Full Text Search (Part 1)

I want to add full text search (FTS) to my iKnowPeople app. (Have I mentioned that you can buy it on iTunes?). FTS is a pretty old idea, and most DBs support it (albeit usually through some sort of add-on). Sqlite (the DB underlying Core Data on the iPhone) supports it, but, unfortunately, Core Data doesn’t let you access this feature.

This means I’m going to have to roll my own implementation. Which is what I’m going to be talking about for most of this week. (We’re still doing con games tomorrow, though.) Today I’m going to outline the basic approach and write a prototype in Python.

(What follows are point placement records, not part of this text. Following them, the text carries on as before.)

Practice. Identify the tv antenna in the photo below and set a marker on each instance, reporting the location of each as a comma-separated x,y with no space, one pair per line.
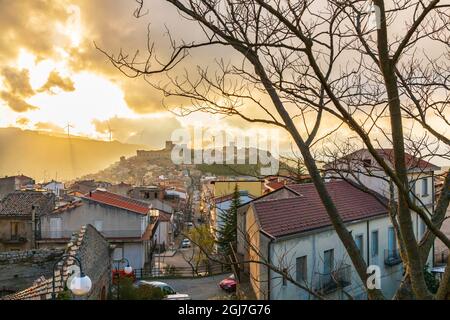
68,129
110,132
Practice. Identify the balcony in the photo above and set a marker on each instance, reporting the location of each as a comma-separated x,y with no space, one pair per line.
338,278
14,239
392,257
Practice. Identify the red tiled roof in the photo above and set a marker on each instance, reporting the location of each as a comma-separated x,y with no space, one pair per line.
274,185
281,217
410,160
163,216
230,196
118,201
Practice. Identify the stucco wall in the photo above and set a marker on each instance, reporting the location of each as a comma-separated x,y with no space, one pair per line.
24,230
117,222
313,246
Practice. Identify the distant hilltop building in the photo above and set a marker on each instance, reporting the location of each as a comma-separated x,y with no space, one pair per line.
156,154
14,183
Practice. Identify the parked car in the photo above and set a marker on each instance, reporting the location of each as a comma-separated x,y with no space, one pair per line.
169,292
186,243
228,284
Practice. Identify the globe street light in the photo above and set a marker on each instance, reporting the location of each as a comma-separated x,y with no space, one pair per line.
80,285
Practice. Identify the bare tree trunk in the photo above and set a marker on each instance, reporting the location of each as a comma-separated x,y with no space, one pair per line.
414,262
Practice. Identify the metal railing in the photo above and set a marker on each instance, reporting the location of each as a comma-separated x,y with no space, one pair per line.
392,257
14,238
66,234
340,277
180,272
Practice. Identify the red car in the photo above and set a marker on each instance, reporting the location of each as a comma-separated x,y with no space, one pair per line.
228,284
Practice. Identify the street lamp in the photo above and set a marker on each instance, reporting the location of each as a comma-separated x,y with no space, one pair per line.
80,285
128,270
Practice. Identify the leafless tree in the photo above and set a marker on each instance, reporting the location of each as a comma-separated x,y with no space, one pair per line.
304,60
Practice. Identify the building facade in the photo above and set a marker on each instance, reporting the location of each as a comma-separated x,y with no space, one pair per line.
123,221
291,230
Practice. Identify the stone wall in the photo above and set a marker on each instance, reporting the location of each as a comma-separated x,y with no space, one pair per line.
94,252
19,269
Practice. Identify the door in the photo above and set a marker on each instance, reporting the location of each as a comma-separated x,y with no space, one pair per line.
55,228
328,261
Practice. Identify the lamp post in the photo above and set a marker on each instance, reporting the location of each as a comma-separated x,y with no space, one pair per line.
80,285
128,270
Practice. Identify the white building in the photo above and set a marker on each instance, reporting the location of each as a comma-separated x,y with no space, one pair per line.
362,168
124,222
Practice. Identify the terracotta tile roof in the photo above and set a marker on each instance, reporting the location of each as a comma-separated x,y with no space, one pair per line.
306,212
118,201
230,196
20,203
410,160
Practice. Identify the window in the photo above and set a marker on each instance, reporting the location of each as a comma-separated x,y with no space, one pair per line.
375,243
301,269
284,277
359,240
422,228
14,230
424,187
55,228
367,162
392,242
168,290
328,261
98,224
118,253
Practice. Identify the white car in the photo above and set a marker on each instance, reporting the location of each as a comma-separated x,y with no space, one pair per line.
186,243
169,292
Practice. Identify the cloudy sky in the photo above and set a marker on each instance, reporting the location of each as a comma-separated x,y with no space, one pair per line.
51,75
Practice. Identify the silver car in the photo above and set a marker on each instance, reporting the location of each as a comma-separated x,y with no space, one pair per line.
169,292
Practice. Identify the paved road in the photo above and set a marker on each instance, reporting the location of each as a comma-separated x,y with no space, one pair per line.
199,288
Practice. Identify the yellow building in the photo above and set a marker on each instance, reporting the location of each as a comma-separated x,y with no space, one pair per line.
226,187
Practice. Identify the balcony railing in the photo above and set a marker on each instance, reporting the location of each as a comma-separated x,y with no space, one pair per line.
66,234
392,257
14,239
340,277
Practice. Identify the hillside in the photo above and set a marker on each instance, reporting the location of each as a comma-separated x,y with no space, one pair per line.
43,156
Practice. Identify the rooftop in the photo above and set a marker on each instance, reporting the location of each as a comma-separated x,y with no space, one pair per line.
412,162
118,201
21,203
281,217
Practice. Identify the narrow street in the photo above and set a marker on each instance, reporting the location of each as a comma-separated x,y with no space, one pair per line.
199,288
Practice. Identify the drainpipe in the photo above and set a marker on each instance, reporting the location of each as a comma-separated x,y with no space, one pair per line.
368,243
33,227
269,281
433,249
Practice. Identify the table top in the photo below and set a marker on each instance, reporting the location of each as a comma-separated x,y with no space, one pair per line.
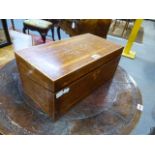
111,109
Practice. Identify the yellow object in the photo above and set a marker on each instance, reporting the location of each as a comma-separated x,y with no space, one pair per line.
127,50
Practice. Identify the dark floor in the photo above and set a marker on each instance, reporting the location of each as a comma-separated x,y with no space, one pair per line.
142,69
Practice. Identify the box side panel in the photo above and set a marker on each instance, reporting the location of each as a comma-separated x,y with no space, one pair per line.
84,86
42,97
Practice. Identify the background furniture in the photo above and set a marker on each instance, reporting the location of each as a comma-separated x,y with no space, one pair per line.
41,26
4,34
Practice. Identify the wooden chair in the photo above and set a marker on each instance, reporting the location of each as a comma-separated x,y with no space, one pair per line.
41,26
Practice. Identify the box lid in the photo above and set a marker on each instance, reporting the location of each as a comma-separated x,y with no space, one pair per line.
64,61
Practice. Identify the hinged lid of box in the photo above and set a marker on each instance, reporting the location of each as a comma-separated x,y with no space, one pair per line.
63,62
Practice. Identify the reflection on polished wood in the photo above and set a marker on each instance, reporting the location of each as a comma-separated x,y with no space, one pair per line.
111,109
19,41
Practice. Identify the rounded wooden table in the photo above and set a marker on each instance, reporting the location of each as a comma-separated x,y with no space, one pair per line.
111,109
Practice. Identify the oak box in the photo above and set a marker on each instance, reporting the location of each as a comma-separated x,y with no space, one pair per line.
59,74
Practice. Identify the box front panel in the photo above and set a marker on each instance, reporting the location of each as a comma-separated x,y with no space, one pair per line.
83,87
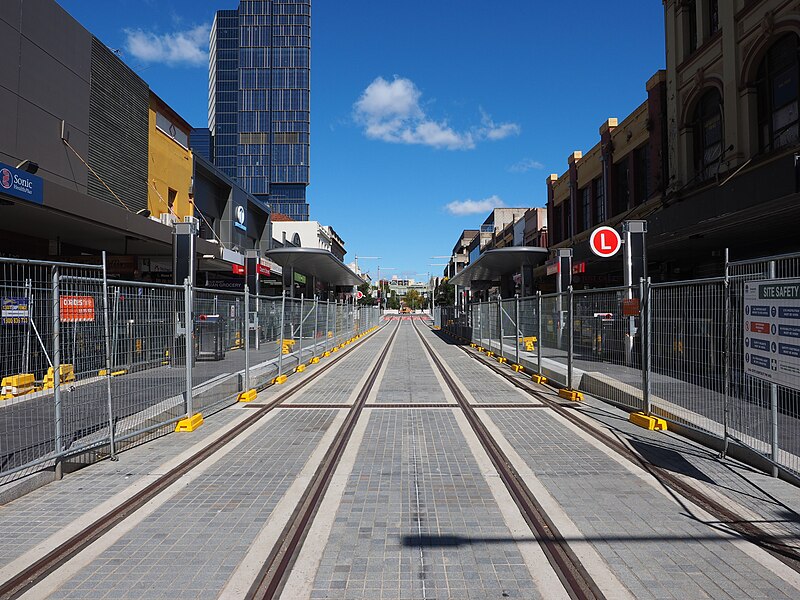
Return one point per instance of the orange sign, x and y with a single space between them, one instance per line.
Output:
75 309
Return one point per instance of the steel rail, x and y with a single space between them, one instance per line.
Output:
273 574
573 575
34 573
725 516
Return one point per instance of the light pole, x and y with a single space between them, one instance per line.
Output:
427 281
380 287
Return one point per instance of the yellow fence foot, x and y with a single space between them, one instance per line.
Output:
648 421
190 423
247 396
572 395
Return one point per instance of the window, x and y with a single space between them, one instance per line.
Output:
690 20
641 159
620 200
707 131
713 17
586 202
599 200
778 82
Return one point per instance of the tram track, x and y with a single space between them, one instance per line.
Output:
573 575
723 514
272 576
38 570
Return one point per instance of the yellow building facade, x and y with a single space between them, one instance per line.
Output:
170 168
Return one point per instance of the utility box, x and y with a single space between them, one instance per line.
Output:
209 337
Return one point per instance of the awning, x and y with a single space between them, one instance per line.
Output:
494 264
317 263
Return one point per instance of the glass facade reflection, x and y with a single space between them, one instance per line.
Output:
259 87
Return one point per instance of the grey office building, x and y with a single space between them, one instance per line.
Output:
258 107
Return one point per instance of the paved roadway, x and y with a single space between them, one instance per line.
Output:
415 508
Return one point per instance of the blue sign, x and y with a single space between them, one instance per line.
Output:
20 184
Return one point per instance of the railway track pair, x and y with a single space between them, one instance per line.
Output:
271 578
724 515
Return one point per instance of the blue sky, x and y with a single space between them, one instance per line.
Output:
422 111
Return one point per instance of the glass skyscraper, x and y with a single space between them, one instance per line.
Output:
258 99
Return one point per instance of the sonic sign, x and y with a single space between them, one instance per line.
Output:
20 184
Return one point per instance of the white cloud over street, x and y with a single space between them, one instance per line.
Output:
391 111
462 208
178 48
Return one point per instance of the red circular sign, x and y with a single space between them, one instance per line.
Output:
605 242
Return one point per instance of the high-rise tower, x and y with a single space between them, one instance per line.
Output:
258 99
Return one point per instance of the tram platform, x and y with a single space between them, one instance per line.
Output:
409 468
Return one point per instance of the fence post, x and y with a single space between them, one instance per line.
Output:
570 356
773 398
247 337
500 324
516 328
107 336
480 322
726 350
302 321
187 309
316 322
59 423
327 324
645 318
283 322
539 331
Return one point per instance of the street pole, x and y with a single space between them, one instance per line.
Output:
246 337
283 323
59 424
189 347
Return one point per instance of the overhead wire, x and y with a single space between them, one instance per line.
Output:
93 172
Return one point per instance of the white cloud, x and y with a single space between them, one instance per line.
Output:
497 131
461 208
526 164
390 111
189 47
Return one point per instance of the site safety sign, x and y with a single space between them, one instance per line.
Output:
15 311
77 309
772 331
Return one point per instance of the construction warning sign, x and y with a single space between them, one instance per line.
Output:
77 309
15 311
772 331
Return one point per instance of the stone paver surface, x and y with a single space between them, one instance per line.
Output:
485 386
189 547
36 516
409 376
418 511
656 549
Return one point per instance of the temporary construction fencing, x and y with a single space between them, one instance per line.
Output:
91 364
687 351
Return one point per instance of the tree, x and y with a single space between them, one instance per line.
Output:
393 302
367 300
413 299
445 294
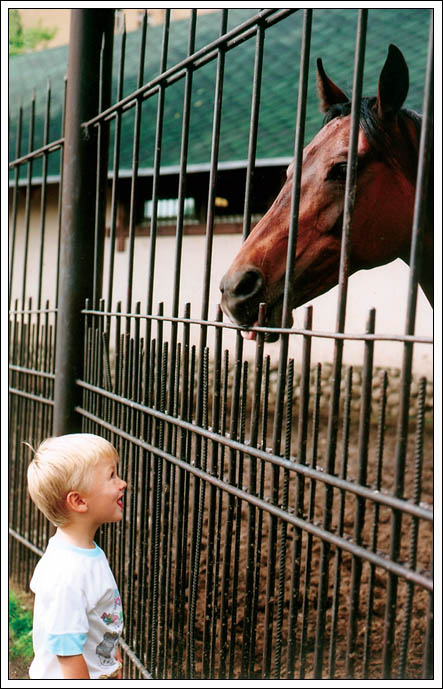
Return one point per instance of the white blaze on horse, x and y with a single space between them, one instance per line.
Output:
387 160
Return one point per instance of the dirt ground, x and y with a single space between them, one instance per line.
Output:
373 585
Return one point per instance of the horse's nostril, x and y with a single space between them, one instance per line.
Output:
248 284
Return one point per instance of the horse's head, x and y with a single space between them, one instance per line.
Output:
383 205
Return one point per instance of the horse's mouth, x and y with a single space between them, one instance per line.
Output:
273 320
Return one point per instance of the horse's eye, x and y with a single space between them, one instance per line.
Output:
338 172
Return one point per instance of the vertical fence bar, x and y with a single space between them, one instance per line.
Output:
15 201
76 268
360 505
135 164
351 179
418 228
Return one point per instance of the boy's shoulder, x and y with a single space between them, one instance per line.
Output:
62 560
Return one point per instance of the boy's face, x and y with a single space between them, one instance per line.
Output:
105 497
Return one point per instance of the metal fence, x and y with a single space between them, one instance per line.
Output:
268 532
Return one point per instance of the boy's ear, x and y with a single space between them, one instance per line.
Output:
75 502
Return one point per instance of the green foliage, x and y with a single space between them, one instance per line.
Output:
26 40
20 629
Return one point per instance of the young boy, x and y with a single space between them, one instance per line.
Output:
78 615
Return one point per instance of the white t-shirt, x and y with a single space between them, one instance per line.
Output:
77 610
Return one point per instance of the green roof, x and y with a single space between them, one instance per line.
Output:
333 39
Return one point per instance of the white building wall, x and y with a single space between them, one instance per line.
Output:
383 288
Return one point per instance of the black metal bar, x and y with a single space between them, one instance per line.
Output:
412 560
327 536
340 527
76 270
284 331
360 506
209 52
351 178
329 479
135 164
15 203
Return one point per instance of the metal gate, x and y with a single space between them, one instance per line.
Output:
266 533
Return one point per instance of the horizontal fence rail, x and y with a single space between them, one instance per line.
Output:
278 519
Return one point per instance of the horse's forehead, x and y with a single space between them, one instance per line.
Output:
333 138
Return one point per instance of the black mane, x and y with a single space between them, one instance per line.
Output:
376 134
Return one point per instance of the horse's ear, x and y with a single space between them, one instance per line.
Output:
393 85
328 92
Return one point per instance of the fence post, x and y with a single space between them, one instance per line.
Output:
79 185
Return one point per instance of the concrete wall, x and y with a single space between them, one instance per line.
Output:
384 288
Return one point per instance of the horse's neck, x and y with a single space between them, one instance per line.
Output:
426 273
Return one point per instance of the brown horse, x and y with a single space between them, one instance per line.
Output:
387 158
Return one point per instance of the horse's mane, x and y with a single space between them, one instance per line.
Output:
377 135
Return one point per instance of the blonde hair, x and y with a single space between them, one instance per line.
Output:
62 465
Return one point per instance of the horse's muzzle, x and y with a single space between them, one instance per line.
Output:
242 292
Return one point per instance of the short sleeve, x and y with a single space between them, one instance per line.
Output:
66 621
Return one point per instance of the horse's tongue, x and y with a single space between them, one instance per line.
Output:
249 334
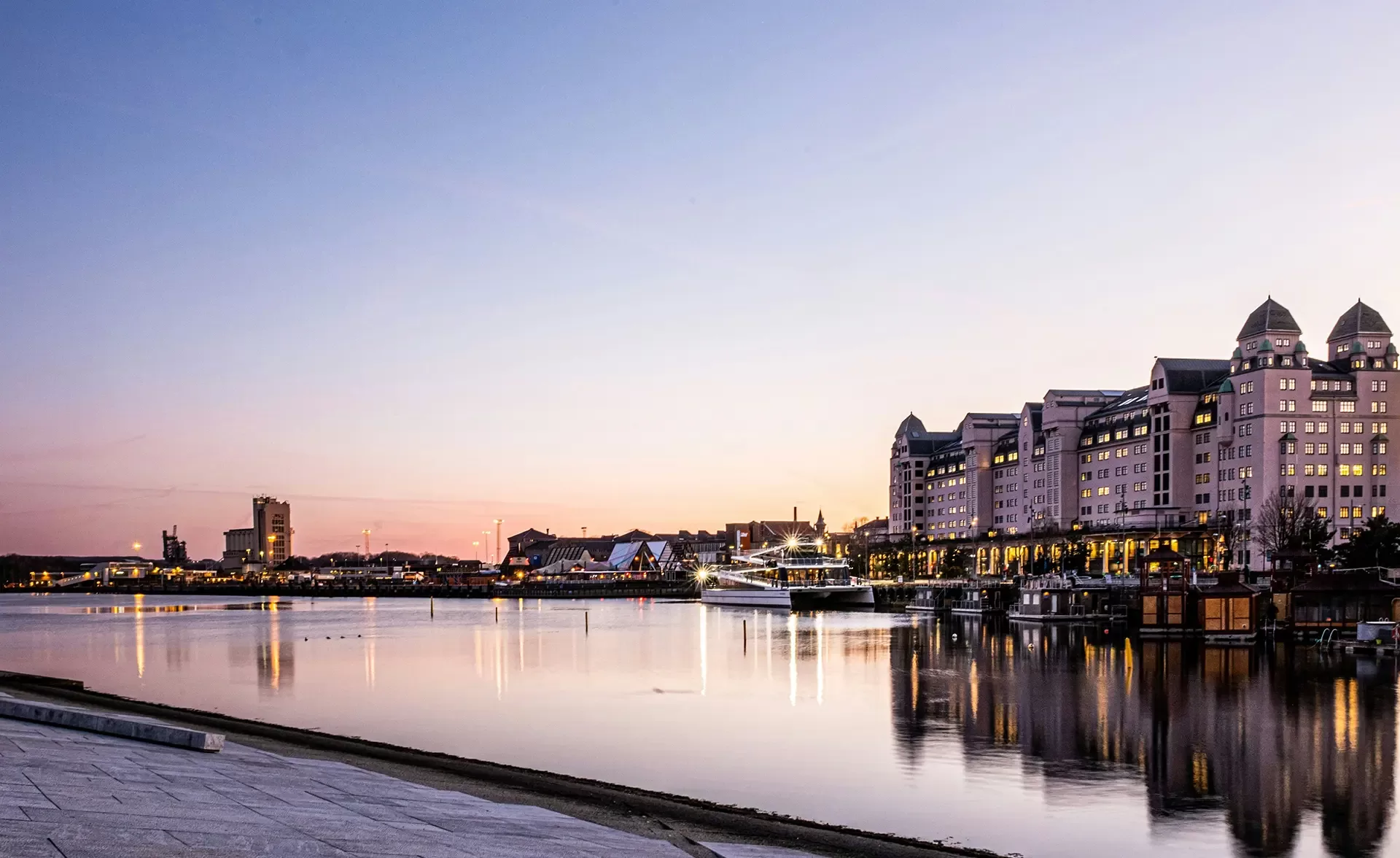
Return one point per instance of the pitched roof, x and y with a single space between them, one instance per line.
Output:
910 425
1358 320
1194 375
1270 316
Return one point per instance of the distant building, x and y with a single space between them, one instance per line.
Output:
240 547
268 540
272 525
173 549
1189 456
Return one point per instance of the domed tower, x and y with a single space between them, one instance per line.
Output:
1360 337
1270 330
906 471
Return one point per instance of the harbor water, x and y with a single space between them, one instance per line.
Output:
1015 738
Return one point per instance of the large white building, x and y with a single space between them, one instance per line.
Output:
1199 447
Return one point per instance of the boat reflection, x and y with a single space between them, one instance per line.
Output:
1263 735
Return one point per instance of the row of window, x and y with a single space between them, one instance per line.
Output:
1343 427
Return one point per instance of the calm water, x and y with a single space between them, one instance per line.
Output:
1043 742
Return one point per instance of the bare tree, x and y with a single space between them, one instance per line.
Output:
1234 535
1291 523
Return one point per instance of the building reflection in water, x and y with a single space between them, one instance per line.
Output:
275 657
1264 735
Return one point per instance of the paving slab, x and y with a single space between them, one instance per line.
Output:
131 727
744 850
74 794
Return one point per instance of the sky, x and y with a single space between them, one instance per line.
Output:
610 266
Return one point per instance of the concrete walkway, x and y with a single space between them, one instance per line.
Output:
69 794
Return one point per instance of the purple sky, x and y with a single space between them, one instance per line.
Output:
634 264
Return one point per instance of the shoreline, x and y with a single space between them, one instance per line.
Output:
613 805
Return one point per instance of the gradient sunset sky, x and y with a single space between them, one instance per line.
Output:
419 266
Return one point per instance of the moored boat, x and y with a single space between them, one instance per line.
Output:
794 575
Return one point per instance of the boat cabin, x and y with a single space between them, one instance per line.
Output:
1168 599
1229 610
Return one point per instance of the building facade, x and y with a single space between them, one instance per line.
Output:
1196 449
268 540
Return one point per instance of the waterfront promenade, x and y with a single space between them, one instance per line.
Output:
71 794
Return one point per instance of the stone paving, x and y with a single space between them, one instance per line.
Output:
69 794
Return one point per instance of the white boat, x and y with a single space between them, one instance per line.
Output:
793 575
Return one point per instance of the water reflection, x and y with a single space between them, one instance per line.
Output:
1049 742
1263 735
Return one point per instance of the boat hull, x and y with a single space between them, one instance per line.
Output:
790 598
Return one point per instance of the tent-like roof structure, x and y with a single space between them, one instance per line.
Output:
911 427
1358 320
1270 316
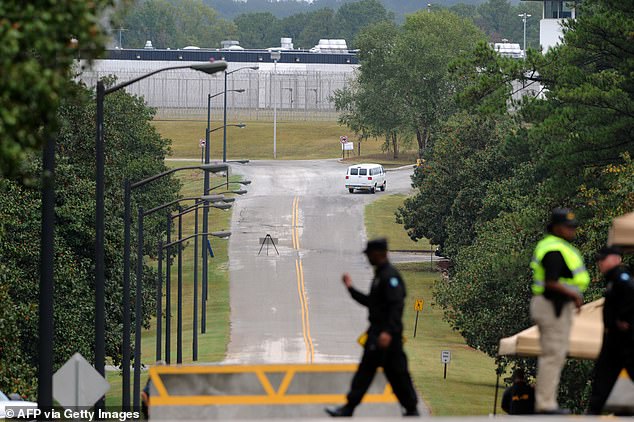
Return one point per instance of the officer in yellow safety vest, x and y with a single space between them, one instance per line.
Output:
559 280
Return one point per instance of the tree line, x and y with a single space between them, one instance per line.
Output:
40 101
176 24
494 167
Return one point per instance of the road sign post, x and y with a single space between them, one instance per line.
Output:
343 139
77 384
418 307
268 240
202 144
445 358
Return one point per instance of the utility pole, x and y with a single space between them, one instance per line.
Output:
120 31
524 17
275 55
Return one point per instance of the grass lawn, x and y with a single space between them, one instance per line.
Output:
380 221
470 385
296 140
211 345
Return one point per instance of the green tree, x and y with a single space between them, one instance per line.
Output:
39 41
378 99
135 150
430 41
570 148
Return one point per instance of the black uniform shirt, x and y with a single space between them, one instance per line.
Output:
385 301
619 300
556 268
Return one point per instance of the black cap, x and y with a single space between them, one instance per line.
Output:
563 216
376 245
605 251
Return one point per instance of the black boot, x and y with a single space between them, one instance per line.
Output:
337 412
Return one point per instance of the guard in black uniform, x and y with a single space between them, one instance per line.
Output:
617 351
384 344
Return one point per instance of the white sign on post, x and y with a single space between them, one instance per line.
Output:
78 384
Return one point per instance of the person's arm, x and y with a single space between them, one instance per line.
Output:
394 291
361 298
506 400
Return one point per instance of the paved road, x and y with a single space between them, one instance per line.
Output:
292 308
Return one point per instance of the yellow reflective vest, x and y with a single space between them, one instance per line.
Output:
573 259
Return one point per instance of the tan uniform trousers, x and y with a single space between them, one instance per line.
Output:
554 336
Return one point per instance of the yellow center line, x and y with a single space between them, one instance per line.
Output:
301 286
301 300
310 339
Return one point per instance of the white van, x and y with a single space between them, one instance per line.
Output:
366 177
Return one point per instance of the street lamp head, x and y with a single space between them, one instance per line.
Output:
214 168
211 198
210 68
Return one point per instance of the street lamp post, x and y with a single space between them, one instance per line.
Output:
100 320
524 17
47 268
205 265
139 291
159 293
275 56
205 205
168 294
128 187
224 135
159 300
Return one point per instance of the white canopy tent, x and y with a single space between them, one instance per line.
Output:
586 337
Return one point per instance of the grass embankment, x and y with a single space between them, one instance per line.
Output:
380 222
303 140
211 345
470 384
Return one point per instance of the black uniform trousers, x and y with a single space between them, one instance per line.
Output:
394 364
616 354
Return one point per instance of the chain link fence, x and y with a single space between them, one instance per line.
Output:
301 94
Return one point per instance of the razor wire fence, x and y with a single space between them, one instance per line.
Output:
180 94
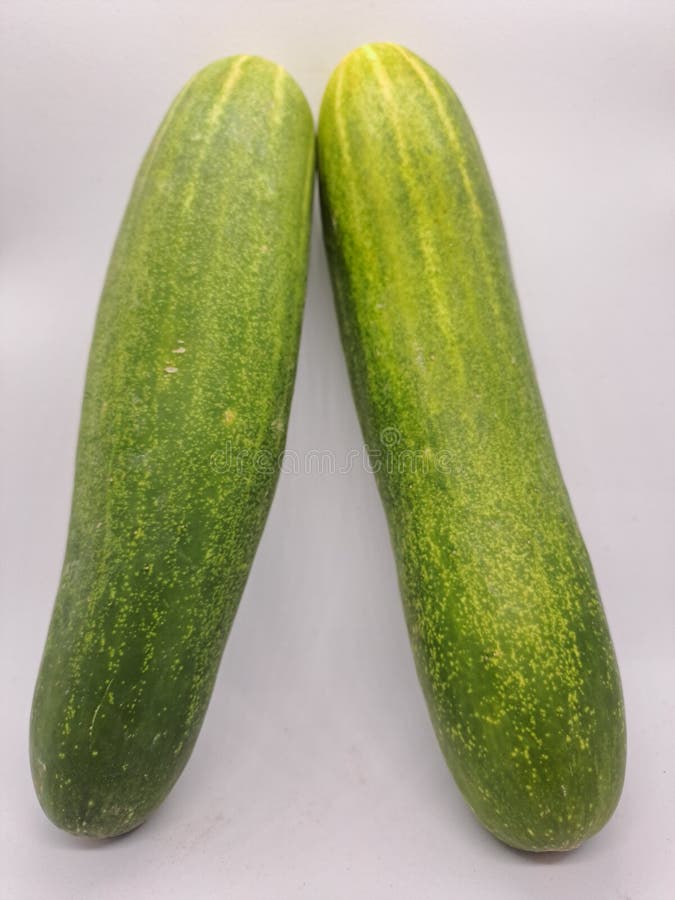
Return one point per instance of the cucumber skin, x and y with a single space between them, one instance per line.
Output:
183 423
509 636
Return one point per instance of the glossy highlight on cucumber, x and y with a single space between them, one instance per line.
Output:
187 392
508 632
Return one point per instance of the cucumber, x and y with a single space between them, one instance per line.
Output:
183 425
509 636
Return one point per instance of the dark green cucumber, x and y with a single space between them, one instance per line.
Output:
183 425
509 635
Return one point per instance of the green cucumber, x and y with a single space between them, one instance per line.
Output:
183 424
508 632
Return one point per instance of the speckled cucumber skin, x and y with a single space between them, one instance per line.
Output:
508 632
183 422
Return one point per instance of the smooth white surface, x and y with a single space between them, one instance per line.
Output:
317 773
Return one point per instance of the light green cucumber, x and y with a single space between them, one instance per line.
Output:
508 632
183 423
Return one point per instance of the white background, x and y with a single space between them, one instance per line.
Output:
317 773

Let’s get started.

Conceptual Design

FTS systems allow you (to a first approximation) to quickly search for any word in any ‘document’ in the system. They can become quite sophisticated (you could argue that Google is just FTS for the WWW); this Wikipedia article offers some idea of where things can go. In my particular case, the ‘documents’ I want to search are the various Core Data objects that users have created to record what they know about who they know, and my ambition is merely to provide a good and useful feature, not a theoretically cutting-edge one.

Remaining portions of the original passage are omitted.